Do we want a Gladiator School prison in Lowndes County?

Remember FBI investigating CCA “Gladiator School”, the CCA-run private prison in Idaho the FBI was investigating last year? Well, it hasn’t improved much. Cutting corners for private profit endangers prisoner safety and public safety. Is that what we want in Lowndes County, Georgia?

The same reporter, Rebecca Boone, wrote again for AP Sunday, almost a year later, CCA-run prison remains Idaho’s most violent lockup

BOISE, Idaho (AP) — In the last four years, Idaho’s largest privately run prison has faced federal lawsuits, widespread public scrutiny, increased state oversight, changes in upper management and even an ongoing FBI investigation.

Yet the Corrections Corp. of America-run Idaho Correctional Center remains the most violent lockup in Idaho.

Records obtained by The Associated Press show that while the assault rate improved somewhat in the four-year period examined, ICC inmates are still more than twice as likely to be assaulted as those at other Idaho prisons.

Between September 2007 and September 2008, both ICC and the state-run Idaho State Correctional Institution were medium-security prisons with roughly 1,500 inmates each. But during that 12-month span, ICC had 132 inmate-on-inmate assaults, compared to just 42 at ISCI. In 2008, ICC had more assaults than all other Idaho prisons combined.

By 2010, both prisons had grown with 2,080 inmates at ICC and 1,688 inmates at ISCI. Records collected by the AP showed that there were 118 inmate-on-inmate assaults at ICC compared to 38 at ISCI. And again last year, ICC had more assaults than all the other prisons combined.

What improvement there has been is because multiple inmates filed lawsuits.

Even so, Idaho renewed and even increased its contract with CCA. With one small improvement:

Cluney said the state’s new contract with CCA, which went into effect in 2009, really helped the Idaho Department of Correction by requiring that CCA follow more IDOC policies. That gave IDOC authority to more closely monitor events at the lockup.
If the state has to do the work for the private prison company, what advantage is there to the taxpaying public in privatizing prisons? I don’t mean the profit advantage to the private prison executives and shareholders; I mean what advantage is there for the taxpayers who are footing the bill?

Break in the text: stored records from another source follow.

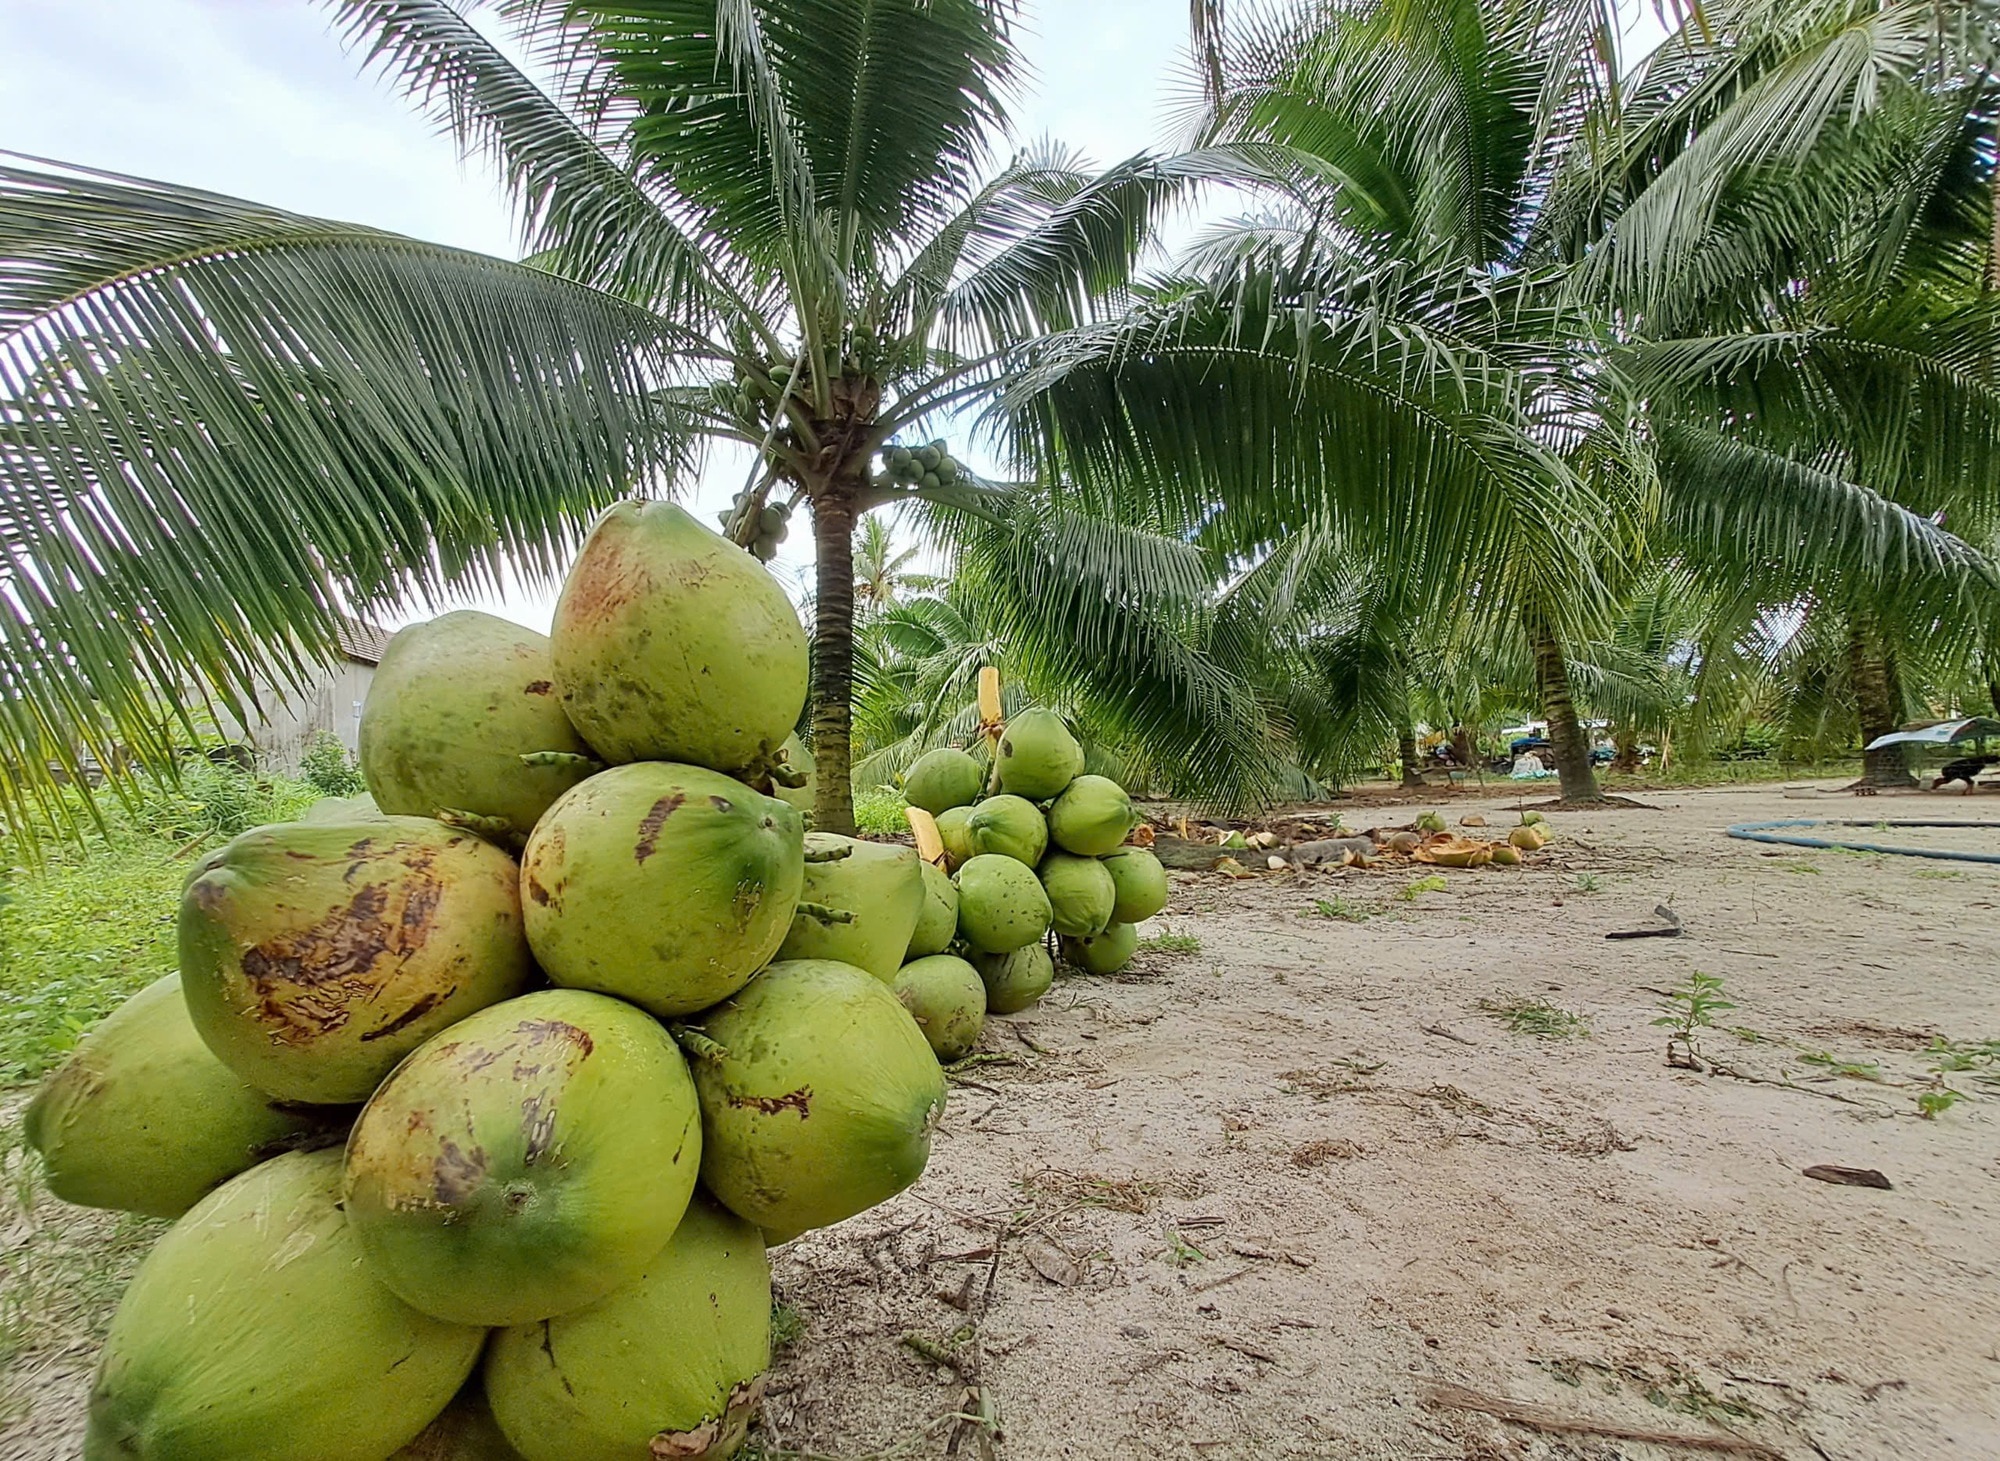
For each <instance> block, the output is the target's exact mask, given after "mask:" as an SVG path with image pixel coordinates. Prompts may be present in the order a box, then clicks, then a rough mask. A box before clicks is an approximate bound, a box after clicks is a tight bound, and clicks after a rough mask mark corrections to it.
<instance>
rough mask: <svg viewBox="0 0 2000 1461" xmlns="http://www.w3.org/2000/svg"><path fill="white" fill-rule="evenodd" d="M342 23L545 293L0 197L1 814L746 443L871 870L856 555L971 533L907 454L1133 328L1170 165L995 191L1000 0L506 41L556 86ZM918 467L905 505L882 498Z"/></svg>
mask: <svg viewBox="0 0 2000 1461" xmlns="http://www.w3.org/2000/svg"><path fill="white" fill-rule="evenodd" d="M324 2H326V8H328V10H330V12H332V14H334V18H336V24H338V28H340V30H342V32H344V36H346V40H348V42H350V44H352V46H354V48H356V50H358V52H360V56H362V58H364V62H366V64H368V66H372V68H376V70H378V72H380V74H382V76H386V78H388V80H390V82H392V84H396V86H400V88H402V90H404V92H406V94H408V96H410V98H412V100H414V102H416V106H418V108H422V110H424V114H426V116H430V118H434V120H436V122H438V124H440V126H442V128H444V130H448V132H450V134H452V136H454V138H456V142H458V146H460V148H462V150H466V152H468V154H478V156H484V158H488V160H492V164H494V166H496V170H498V172H500V176H502V178H504V180H506V186H508V190H510V194H512V198H514V202H516V208H518V212H520V220H522V238H524V244H526V250H528V262H526V264H510V262H502V260H494V258H482V256H474V254H466V252H460V250H446V248H436V246H430V244H422V242H416V240H408V238H398V236H390V234H384V232H378V230H370V228H364V226H356V224H344V222H330V220H316V218H300V216H292V214H286V212H280V210H272V208H260V206H256V204H248V202H240V200H234V198H218V196H212V194H202V192H194V190H188V188H176V186H168V184H158V182H142V180H132V178H116V176H106V174H94V172H84V170H78V168H56V166H46V164H34V162H26V160H16V162H10V164H8V166H6V168H4V170H0V260H4V264H0V430H4V432H6V438H4V450H0V638H4V644H6V650H8V660H10V666H12V670H10V680H12V682H10V690H12V694H8V696H4V698H0V735H4V741H0V759H4V763H6V767H8V771H6V779H8V781H6V785H8V789H12V791H18V789H24V787H40V785H44V783H46V779H38V769H40V767H42V765H44V763H46V761H48V757H56V759H58V761H60V759H68V761H76V759H78V755H80V751H84V749H94V751H100V753H104V755H102V759H106V761H108V751H110V745H112V743H114V741H124V743H130V745H132V747H134V749H136V751H140V753H142V755H144V757H150V759H154V761H158V759H162V757H164V755H168V753H170V747H172V743H174V739H176V733H174V728H172V726H170V724H166V722H170V720H174V718H180V714H182V712H180V708H178V706H176V704H174V702H172V698H174V696H168V698H166V702H164V704H162V696H160V694H158V686H162V684H166V686H174V684H180V682H182V680H194V682H198V684H204V686H214V692H216V694H218V696H220V698H222V700H226V702H230V704H232V706H234V704H236V702H240V700H244V698H246V696H248V694H252V686H254V684H256V674H258V670H260V668H262V666H264V664H266V662H268V660H270V658H272V650H270V646H272V644H278V646H280V650H278V660H280V668H286V670H292V672H294V674H296V672H298V670H300V668H302V664H304V660H308V658H310V656H312V654H314V652H316V650H322V648H324V646H326V644H330V634H332V624H334V618H336V614H340V612H344V610H360V612H366V610H372V608H378V606H382V604H386V602H396V600H402V598H404V596H408V594H410V592H412V590H434V588H442V586H456V584H464V582H468V580H480V578H494V576H496V574H498V572H500V568H502V564H504V562H512V564H518V566H520V568H522V570H524V572H526V574H528V576H530V578H532V576H546V574H548V572H550V570H554V566H556V564H558V562H560V558H562V554H564V552H566V550H568V548H570V544H572V542H574V538H576V530H578V524H582V522H588V518H590V514H592V512H596V510H598V508H600V506H602V504H604V502H608V500H612V498H614V496H618V494H624V492H632V490H662V488H668V486H672V482H674V480H676V478H678V476H684V474H686V472H688V470H690V464H692V462H694V460H696V458H698V454H700V448H702V446H706V444H714V442H732V444H736V446H740V448H746V450H748V454H750V458H752V462H754V464H752V468H750V474H748V480H746V490H744V492H742V494H740V498H738V506H736V510H734V512H732V518H730V522H728V530H730V532H732V534H734V536H736V538H738V540H740V542H744V544H746V546H760V544H764V550H768V544H770V536H768V530H770V528H774V526H778V520H776V518H782V516H784V514H786V512H788V510H790V508H796V506H804V508H806V510H808V512H810V514H812V528H814V550H816V590H814V612H816V652H814V686H812V688H814V737H812V741H814V751H816V759H818V769H820V777H818V785H820V793H818V795H820V807H818V823H820V825H822V827H826V829H836V831H852V805H850V791H848V787H850V777H848V765H850V751H848V724H850V688H852V624H854V592H856V574H854V556H852V538H854V530H856V524H858V522H860V520H862V518H864V516H866V514H868V512H870V510H874V508H880V506H886V504H890V502H900V500H914V498H930V500H934V502H946V500H948V502H954V504H956V506H958V508H966V506H978V498H980V496H984V492H982V484H974V482H970V478H968V476H966V474H962V472H960V470H956V464H954V462H950V458H948V452H942V450H936V448H934V446H932V444H924V442H918V440H916V436H914V432H916V430H918V428H920V426H926V424H930V422H932V420H938V422H948V420H950V414H952V412H954V410H960V408H964V406H966V404H972V402H978V400H980V398H982V396H984V394H986V392H990V390H992V388H994V386H996V382H998V380H1000V378H1002V376H1004V372H1006V370H1008V368H1010V366H1012V362H1014V360H1016V356H1018V350H1020V346H1022V344H1024V342H1026V340H1030V338H1034V336H1038V334H1042V332H1046V330H1058V328H1074V326H1078V324H1082V322H1086V320H1090V318H1092V316H1094V308H1096V306H1098V302H1102V300H1116V296H1118V290H1120V288H1122V284H1124V282H1126V278H1128V272H1130V266H1132V260H1134V256H1136V252H1138V248H1140V246H1142V242H1144V240H1146V236H1148V228H1150V222H1152V218H1154V212H1156V210H1158V208H1160V206H1162V202H1166V200H1168V198H1170V196H1172V192H1174V188H1176V186H1178V182H1176V166H1178V164H1156V162H1150V160H1144V158H1140V160H1132V162H1126V164H1120V166H1114V168H1110V170H1106V172H1094V170H1090V168H1086V166H1082V162H1080V160H1078V158H1074V156H1072V154H1068V152H1062V150H1060V148H1054V146H1036V148H1028V150H1024V152H1018V154H1016V156H1012V158H1010V160H1008V158H996V148H998V144H1000V142H1002V140H1004V136H1006V120H1008V116H1006V96H1008V90H1010V86H1012V84H1014V82H1016V72H1018V50H1016V46H1014V34H1012V30H1014V24H1016V8H1014V4H1012V0H870V2H868V4H850V2H848V0H752V2H748V4H736V2H724V0H710V2H704V0H590V2H588V4H586V2H582V0H498V2H496V4H494V6H492V10H494V12H496V14H498V18H500V22H502V24H504V26H506V28H508V30H510V34H512V38H514V40H516V42H518V46H520V50H524V52H526V54H528V56H530V58H532V68H530V70H522V68H520V66H516V64H514V62H512V60H510V58H508V50H504V48H502V46H500V44H496V42H494V40H490V38H488V36H486V34H484V32H482V30H480V28H476V26H474V24H472V22H470V20H468V18H466V14H464V6H462V4H458V0H324ZM900 436H910V446H912V448H916V450H918V452H922V454H924V460H920V462H916V464H918V470H916V472H908V470H906V472H902V474H890V472H888V470H884V466H886V462H884V452H894V450H896V442H898V438H900ZM898 462H900V464H904V466H908V462H906V460H904V458H900V454H898ZM766 508H776V518H774V516H772V514H768V512H766ZM954 520H956V518H954ZM1048 542H1054V544H1062V542H1074V538H1064V536H1060V534H1058V536H1054V538H1050V540H1048ZM1116 570H1118V564H1096V568H1094V570H1092V568H1090V566H1088V564H1086V566H1074V564H1072V566H1068V568H1066V572H1072V574H1076V576H1084V578H1090V576H1104V572H1112V576H1116ZM1120 592H1128V594H1140V592H1144V588H1142V586H1138V584H1124V586H1122V588H1120ZM10 795H12V793H10Z"/></svg>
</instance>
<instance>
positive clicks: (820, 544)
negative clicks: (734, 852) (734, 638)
mask: <svg viewBox="0 0 2000 1461" xmlns="http://www.w3.org/2000/svg"><path fill="white" fill-rule="evenodd" d="M812 546H814V558H816V580H818V582H816V586H814V608H816V614H818V618H816V622H814V630H812V765H814V771H816V773H818V779H820V787H818V793H814V805H812V827H814V831H820V833H838V835H842V837H854V745H852V737H854V502H852V500H848V498H846V496H840V494H838V492H828V494H826V496H814V498H812Z"/></svg>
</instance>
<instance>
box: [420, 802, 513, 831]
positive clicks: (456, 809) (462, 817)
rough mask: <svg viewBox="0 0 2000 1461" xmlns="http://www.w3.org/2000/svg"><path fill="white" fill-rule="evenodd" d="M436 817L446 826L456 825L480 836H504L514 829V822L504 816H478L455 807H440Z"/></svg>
mask: <svg viewBox="0 0 2000 1461" xmlns="http://www.w3.org/2000/svg"><path fill="white" fill-rule="evenodd" d="M434 815H436V819H438V821H440V823H444V825H446V827H458V829H460V831H466V833H478V835H480V837H506V835H508V833H512V831H514V823H510V821H508V819H506V817H480V815H478V813H466V811H458V809H456V807H440V809H438V811H436V813H434Z"/></svg>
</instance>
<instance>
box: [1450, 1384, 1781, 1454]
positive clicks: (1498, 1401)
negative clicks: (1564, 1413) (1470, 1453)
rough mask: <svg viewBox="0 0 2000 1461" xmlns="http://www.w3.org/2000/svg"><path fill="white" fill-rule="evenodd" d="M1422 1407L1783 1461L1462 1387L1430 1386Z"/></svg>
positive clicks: (1675, 1434)
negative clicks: (1431, 1406)
mask: <svg viewBox="0 0 2000 1461" xmlns="http://www.w3.org/2000/svg"><path fill="white" fill-rule="evenodd" d="M1424 1403H1426V1405H1434V1407H1440V1409H1450V1411H1472V1413H1476V1415H1492V1417H1494V1419H1498V1421H1508V1423H1510V1425H1526V1427H1528V1429H1530V1431H1558V1433H1566V1435H1598V1437H1602V1439H1606V1441H1642V1443H1646V1445H1678V1447H1682V1449H1686V1451H1714V1453H1718V1455H1750V1457H1758V1459H1760V1461H1784V1453H1782V1451H1774V1449H1770V1447H1768V1445H1762V1443H1760V1441H1746V1439H1742V1437H1740V1435H1688V1433H1684V1431H1646V1429H1640V1427H1632V1425H1606V1423H1604V1421H1582V1419H1576V1417H1570V1415H1562V1413H1558V1411H1552V1409H1548V1407H1544V1405H1532V1403H1528V1401H1508V1399H1502V1397H1498V1395H1480V1393H1478V1391H1474V1389H1466V1387H1464V1385H1432V1387H1430V1389H1426V1391H1424Z"/></svg>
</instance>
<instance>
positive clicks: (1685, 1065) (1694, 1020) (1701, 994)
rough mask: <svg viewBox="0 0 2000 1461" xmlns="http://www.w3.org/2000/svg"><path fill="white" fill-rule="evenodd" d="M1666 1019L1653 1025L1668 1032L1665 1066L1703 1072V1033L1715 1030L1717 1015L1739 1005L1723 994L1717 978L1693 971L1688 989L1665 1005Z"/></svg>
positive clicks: (1656, 1019)
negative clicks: (1705, 1031) (1702, 1068)
mask: <svg viewBox="0 0 2000 1461" xmlns="http://www.w3.org/2000/svg"><path fill="white" fill-rule="evenodd" d="M1666 1009H1668V1013H1666V1015H1660V1017H1658V1019H1656V1021H1654V1025H1658V1027H1660V1029H1664V1031H1666V1063H1668V1065H1672V1067H1676V1069H1682V1071H1700V1069H1702V1031H1706V1029H1714V1025H1716V1015H1720V1013H1722V1011H1726V1009H1736V1001H1732V999H1728V997H1726V995H1724V993H1722V981H1720V979H1718V977H1716V975H1704V973H1702V971H1698V969H1696V971H1694V973H1692V975H1688V987H1686V989H1680V991H1676V993H1674V995H1670V997H1668V1001H1666Z"/></svg>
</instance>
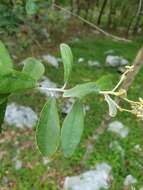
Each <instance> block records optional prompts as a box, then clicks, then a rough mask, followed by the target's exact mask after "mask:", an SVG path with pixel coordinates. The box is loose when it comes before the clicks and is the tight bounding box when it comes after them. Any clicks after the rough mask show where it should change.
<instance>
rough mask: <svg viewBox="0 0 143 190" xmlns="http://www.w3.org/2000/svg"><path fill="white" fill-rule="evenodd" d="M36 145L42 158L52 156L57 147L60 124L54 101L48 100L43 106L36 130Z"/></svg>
mask: <svg viewBox="0 0 143 190" xmlns="http://www.w3.org/2000/svg"><path fill="white" fill-rule="evenodd" d="M36 140H37V145H38V148H39V150H40V152H41V153H42V155H44V156H52V155H53V154H54V153H55V152H56V150H57V148H58V145H59V140H60V124H59V116H58V111H57V106H56V100H55V99H54V98H50V99H49V100H48V102H47V103H46V104H45V106H44V108H43V110H42V112H41V114H40V119H39V122H38V124H37V130H36Z"/></svg>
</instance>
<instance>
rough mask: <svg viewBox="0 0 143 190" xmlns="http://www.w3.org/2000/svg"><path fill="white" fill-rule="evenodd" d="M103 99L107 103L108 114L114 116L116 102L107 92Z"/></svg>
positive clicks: (111, 115) (115, 114)
mask: <svg viewBox="0 0 143 190" xmlns="http://www.w3.org/2000/svg"><path fill="white" fill-rule="evenodd" d="M104 97H105V101H106V102H107V103H108V106H109V115H110V116H111V117H115V116H116V115H117V104H116V102H115V101H114V100H112V98H110V96H109V95H108V94H105V95H104Z"/></svg>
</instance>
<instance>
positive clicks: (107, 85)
mask: <svg viewBox="0 0 143 190" xmlns="http://www.w3.org/2000/svg"><path fill="white" fill-rule="evenodd" d="M114 81H115V79H114V76H113V75H111V74H107V75H104V76H102V77H101V78H99V79H98V80H97V81H96V84H97V85H98V86H99V88H100V89H101V90H111V89H112V88H113V87H114Z"/></svg>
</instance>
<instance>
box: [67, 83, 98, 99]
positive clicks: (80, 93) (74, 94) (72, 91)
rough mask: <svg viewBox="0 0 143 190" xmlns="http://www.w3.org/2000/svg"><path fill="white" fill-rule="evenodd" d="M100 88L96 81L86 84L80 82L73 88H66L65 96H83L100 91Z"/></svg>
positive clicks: (76, 96)
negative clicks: (67, 89) (81, 83)
mask: <svg viewBox="0 0 143 190" xmlns="http://www.w3.org/2000/svg"><path fill="white" fill-rule="evenodd" d="M99 92H100V89H99V87H98V86H97V84H96V82H88V83H85V84H80V85H77V86H75V87H74V88H71V89H69V90H65V92H64V94H63V96H64V97H77V98H83V97H84V96H86V95H88V94H91V93H99Z"/></svg>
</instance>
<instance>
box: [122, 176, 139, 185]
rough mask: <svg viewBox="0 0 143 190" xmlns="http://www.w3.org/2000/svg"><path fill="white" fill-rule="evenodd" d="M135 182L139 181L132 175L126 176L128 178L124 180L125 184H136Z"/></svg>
mask: <svg viewBox="0 0 143 190" xmlns="http://www.w3.org/2000/svg"><path fill="white" fill-rule="evenodd" d="M135 183H137V179H136V178H134V177H133V176H132V175H128V176H126V178H125V180H124V185H125V186H129V185H132V184H135Z"/></svg>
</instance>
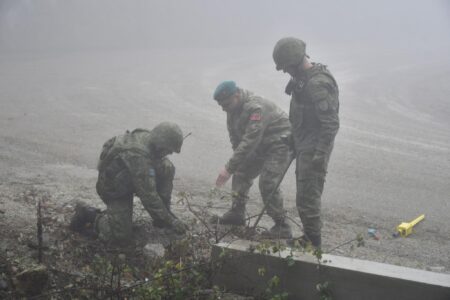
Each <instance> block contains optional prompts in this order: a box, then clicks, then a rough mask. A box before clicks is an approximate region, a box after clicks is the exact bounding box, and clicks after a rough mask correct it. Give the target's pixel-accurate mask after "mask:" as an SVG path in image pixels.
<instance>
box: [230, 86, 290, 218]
mask: <svg viewBox="0 0 450 300" xmlns="http://www.w3.org/2000/svg"><path fill="white" fill-rule="evenodd" d="M240 94H241V101H240V103H239V107H237V108H236V110H234V111H233V112H231V113H227V127H228V132H229V135H230V141H231V145H232V148H233V151H234V153H233V156H232V157H231V158H230V160H229V161H228V163H227V164H226V166H225V168H226V169H227V171H228V172H229V173H230V174H233V178H232V190H233V207H245V203H246V200H247V198H248V192H249V190H250V187H251V186H252V184H253V180H254V179H255V178H256V177H257V176H258V175H259V176H260V177H259V189H260V192H261V196H262V199H263V201H264V203H265V204H266V203H268V205H267V213H268V215H269V216H270V217H272V219H273V220H274V221H275V222H276V223H277V222H279V221H281V222H282V221H284V218H285V211H284V209H283V197H282V195H281V192H280V190H279V189H277V190H276V191H275V192H274V193H273V194H272V196H271V198H270V199H269V196H270V194H271V193H272V192H273V189H274V188H275V185H276V183H277V181H278V179H279V178H280V176H283V171H284V169H285V168H286V166H287V164H288V163H289V147H288V146H287V145H286V143H285V142H284V141H282V138H281V136H283V135H285V136H288V135H289V134H290V128H291V126H290V123H289V120H288V117H287V115H286V113H284V112H283V111H282V110H281V109H280V108H278V107H277V106H276V105H275V104H273V103H272V102H270V101H268V100H265V99H263V98H261V97H258V96H255V95H253V94H251V93H250V92H248V91H244V90H240Z"/></svg>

Remember how the VDT hasn’t gotten hardly anything out of Valdosta State Prison about inmate violence in years of trying? Now imagine how much harder that would be for a private prison that didn’t have to follow any state or federal open records or FOIA laws.

That Idaho “Gladiator School” contractor is the same CCA that wants to build a private prison in Lowndes County, Georgia. The Industrial Authority refers to it as Project Excel, and has been promoting it since at least March 2010. That was, by the way, five months before the VDT let the cat out of the bag in August 2010 as to what Project Excel was.

We don’t need a private prison in Lowndes County, Georgia, compromising public safety, doing nothing to reduce unemployment, and renting out prisoners to compete with private labor. Spend those tax dollars on rehabilitation and education instead.